No início da noite, já havia quatro candidatos declarados ao cargo: Elza Correia (PMDB), Célio Guergoletto (PMDB), Adalberto Pereira (PFL) e Salvador Francisco (PSB). Existe ainda a possibilidade de que, na sessão de hoje à tarde, quando deverá ser realizada a eleição, surjam novos nomes. O assunto ainda será discutido de manhã, em reunião com todos os vereadores.
‘‘Já fui presidente do Legislativo e acho que tenho todas as condições para enfrentar esse desafio’’, afirmou Adalberto. Ele acrescentou que seria importante que tanto Scaff, na prefeitura, quanto o novo vice-presidente da Câmara possam ter tempo para trabalhar com tranquilidade. ‘‘Não adianta o Scaff entrar hoje e sair amanhã. Existem outras ações que poderão ser propostas pelo Ministério Público e é importante que o Belinati continue afastado’’, afirmou.
Guergoletto também está de olho no cargo. Ele lembrou que foi candidato a presidente na última eleição, em 1999, quando obteve 10 votos. ‘‘Isso prova que tenho liderança aqui dentro; só não venci por causa do bloco de apoio ao prefeito’’, afirmou. Elza Correia (PMDB) completou: ‘‘Já ouvi que outros colegas estão declarando a disposição de participar da eleição e eu também me coloco como candidata. Até pode ser uma disputa acirrada, mas serena.’’

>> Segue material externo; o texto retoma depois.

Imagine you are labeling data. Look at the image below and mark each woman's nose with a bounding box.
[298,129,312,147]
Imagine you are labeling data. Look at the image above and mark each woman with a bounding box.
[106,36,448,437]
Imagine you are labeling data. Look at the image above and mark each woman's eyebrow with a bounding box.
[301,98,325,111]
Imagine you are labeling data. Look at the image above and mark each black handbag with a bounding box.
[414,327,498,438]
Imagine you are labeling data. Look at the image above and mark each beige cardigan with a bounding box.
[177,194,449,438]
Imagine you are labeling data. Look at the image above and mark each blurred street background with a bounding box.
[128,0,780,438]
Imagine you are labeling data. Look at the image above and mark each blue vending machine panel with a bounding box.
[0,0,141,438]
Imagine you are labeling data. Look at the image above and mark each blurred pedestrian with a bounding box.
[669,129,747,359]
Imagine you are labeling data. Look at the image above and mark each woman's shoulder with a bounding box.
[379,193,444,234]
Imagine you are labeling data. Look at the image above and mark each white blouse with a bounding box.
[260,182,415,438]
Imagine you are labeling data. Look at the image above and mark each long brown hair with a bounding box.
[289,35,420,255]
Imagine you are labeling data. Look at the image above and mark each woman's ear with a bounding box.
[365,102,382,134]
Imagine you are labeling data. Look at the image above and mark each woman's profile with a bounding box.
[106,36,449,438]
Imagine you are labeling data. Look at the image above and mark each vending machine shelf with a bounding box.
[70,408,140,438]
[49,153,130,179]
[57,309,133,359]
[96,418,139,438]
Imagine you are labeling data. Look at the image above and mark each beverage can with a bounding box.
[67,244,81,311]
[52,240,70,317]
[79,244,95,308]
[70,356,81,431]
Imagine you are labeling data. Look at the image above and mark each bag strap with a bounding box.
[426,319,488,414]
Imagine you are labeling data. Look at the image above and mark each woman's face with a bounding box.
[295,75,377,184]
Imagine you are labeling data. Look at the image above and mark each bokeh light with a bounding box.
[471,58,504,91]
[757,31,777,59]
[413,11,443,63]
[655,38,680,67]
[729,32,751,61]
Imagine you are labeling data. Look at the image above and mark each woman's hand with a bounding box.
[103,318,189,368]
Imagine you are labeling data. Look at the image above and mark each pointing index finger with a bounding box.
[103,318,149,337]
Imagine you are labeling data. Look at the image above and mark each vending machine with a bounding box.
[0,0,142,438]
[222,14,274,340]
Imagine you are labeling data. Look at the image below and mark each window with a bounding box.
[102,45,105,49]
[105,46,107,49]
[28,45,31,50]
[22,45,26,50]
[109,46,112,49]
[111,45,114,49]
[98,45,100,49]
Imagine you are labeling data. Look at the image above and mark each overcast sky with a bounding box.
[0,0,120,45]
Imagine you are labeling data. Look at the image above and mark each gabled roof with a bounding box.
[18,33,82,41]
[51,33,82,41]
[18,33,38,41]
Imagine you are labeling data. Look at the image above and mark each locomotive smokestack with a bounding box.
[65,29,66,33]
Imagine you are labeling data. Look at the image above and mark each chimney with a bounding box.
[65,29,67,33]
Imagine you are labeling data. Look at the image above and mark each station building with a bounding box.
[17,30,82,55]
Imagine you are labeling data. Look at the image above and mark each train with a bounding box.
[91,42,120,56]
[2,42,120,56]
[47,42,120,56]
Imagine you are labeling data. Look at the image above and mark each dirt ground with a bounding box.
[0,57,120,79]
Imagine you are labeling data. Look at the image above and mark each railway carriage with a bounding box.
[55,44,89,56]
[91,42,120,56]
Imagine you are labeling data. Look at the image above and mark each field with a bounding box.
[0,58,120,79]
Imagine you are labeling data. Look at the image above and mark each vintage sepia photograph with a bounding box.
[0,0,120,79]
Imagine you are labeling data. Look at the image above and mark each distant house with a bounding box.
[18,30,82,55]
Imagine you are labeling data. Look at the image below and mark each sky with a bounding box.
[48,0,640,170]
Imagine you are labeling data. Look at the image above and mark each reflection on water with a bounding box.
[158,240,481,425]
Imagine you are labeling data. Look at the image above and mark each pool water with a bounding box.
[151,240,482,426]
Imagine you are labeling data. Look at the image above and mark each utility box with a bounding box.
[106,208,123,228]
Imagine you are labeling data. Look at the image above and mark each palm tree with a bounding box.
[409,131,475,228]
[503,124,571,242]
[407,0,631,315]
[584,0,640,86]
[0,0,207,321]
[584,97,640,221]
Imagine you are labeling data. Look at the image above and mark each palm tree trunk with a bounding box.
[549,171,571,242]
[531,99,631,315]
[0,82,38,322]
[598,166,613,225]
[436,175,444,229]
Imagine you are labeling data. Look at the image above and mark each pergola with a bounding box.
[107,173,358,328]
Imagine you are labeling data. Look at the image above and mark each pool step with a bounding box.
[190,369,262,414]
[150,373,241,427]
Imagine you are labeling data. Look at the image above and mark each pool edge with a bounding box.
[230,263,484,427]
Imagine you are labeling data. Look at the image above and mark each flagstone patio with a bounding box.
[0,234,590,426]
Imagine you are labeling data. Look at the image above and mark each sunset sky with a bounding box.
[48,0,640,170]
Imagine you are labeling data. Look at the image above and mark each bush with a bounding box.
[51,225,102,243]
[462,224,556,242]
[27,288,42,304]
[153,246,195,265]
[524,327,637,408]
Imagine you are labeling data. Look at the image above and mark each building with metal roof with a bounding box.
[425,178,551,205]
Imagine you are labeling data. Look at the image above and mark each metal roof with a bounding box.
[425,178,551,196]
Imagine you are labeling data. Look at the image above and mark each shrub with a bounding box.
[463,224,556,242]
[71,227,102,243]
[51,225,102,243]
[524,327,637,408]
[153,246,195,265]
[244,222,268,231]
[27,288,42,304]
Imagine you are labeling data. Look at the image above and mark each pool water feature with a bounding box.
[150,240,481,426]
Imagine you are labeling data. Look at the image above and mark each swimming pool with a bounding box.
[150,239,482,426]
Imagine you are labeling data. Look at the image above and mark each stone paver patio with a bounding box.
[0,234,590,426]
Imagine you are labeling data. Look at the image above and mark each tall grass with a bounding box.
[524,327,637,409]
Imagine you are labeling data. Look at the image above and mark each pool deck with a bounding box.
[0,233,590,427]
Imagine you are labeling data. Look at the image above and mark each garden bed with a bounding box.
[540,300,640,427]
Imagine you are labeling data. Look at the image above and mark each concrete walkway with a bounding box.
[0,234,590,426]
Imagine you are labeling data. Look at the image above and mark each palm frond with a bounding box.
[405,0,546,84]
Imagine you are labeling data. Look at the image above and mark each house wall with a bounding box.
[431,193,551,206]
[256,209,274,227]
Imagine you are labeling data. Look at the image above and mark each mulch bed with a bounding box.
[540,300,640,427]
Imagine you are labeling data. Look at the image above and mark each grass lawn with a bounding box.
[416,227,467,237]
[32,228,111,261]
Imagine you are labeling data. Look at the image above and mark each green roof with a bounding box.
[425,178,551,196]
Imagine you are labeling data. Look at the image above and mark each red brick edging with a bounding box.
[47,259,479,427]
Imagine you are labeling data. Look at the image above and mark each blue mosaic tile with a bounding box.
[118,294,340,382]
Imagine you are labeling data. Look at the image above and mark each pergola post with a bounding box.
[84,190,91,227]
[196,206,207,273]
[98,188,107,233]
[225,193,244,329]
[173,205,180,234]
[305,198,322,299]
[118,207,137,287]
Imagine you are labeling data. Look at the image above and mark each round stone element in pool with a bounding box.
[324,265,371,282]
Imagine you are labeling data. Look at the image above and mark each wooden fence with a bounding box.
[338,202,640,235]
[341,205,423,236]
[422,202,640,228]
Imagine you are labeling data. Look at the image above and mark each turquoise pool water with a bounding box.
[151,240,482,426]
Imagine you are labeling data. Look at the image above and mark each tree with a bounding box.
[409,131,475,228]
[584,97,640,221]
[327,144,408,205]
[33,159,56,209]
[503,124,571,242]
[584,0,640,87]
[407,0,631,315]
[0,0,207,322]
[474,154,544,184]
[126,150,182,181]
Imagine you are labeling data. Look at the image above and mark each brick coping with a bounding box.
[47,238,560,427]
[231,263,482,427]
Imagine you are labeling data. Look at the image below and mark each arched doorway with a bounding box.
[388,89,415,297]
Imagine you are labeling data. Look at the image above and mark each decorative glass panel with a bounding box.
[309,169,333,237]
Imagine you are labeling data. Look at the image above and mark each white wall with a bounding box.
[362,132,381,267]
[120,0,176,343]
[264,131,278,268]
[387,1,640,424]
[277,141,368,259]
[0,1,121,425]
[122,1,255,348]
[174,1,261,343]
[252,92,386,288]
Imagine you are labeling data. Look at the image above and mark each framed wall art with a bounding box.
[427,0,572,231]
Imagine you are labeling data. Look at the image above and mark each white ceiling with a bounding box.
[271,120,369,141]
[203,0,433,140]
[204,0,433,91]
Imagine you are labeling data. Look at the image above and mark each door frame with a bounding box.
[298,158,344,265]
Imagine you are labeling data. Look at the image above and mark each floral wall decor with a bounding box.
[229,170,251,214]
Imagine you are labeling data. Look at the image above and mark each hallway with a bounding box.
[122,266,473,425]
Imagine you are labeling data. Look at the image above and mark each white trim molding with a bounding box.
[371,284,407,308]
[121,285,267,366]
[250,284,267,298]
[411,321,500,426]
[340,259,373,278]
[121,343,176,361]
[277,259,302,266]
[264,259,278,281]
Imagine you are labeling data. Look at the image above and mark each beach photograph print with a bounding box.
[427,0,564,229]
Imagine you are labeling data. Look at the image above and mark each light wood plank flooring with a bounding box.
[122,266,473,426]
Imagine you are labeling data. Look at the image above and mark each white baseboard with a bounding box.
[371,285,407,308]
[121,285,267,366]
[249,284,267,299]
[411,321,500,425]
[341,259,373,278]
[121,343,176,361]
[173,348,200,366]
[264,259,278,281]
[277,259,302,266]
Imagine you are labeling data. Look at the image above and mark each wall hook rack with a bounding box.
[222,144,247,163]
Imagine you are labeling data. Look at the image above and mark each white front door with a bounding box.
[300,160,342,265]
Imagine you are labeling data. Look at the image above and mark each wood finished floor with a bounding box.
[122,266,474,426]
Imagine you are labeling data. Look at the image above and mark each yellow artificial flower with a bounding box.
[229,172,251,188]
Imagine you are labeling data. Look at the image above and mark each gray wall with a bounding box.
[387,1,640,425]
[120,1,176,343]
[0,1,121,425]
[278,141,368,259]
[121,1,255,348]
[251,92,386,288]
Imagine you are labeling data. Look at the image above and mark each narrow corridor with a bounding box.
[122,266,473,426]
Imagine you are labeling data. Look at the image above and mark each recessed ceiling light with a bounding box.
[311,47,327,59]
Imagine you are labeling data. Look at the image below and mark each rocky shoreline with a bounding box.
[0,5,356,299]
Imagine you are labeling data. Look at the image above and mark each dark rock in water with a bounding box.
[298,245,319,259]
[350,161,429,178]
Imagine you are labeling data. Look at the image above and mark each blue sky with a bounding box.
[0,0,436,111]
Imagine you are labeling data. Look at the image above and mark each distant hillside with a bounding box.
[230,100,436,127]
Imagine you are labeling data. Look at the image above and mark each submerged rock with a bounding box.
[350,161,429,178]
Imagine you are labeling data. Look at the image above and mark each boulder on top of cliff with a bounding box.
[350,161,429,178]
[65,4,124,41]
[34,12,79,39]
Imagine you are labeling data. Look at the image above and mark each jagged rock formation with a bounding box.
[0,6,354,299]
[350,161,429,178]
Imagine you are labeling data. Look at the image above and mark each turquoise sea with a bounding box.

A vice-presidência da Câmara é alvo ainda de Salvador. Ele observou, porém, que é presidente da Comissão Processante (CP) que avalia irregularidades na venda das ações da Sercomtel e, por isso, irá analisar se essa condição provoca algum impedimento.
Ontem à noite, a bancada do PSDB iria trocar telefonemas para saber se lança um candidato do partido. O tucano Tercílio Turini afirmou que inicialmente não tem interesse na disputa, mas pode até aceitar o desafio. Ele disse considerar ‘‘saudável’’ a disputa. ‘‘O grupo é heterogêneo e isso é normal. Lógico que os candidatos irão fazer contatos, reavaliar as chances, e é possível até que na hora tenha somente dois candidatos.’’
Para ser eleito, ainda segundo Turini, o candidato ao cargo deverá ter no mínimo 11 votos. Por isso, no caso de haver mais de dois candidatos e nenhum deles atingir o mínimo exigido, é possível que a eleição seja decidida num segundo turno. Salvador Francisco disse entender que, pelo Regimento Interno, a votação deverá ser feita na sessão seguinte ao dia da renúncia do presidente. Neste caso, ocorreria na próxima terça-feira. O voto é aberto.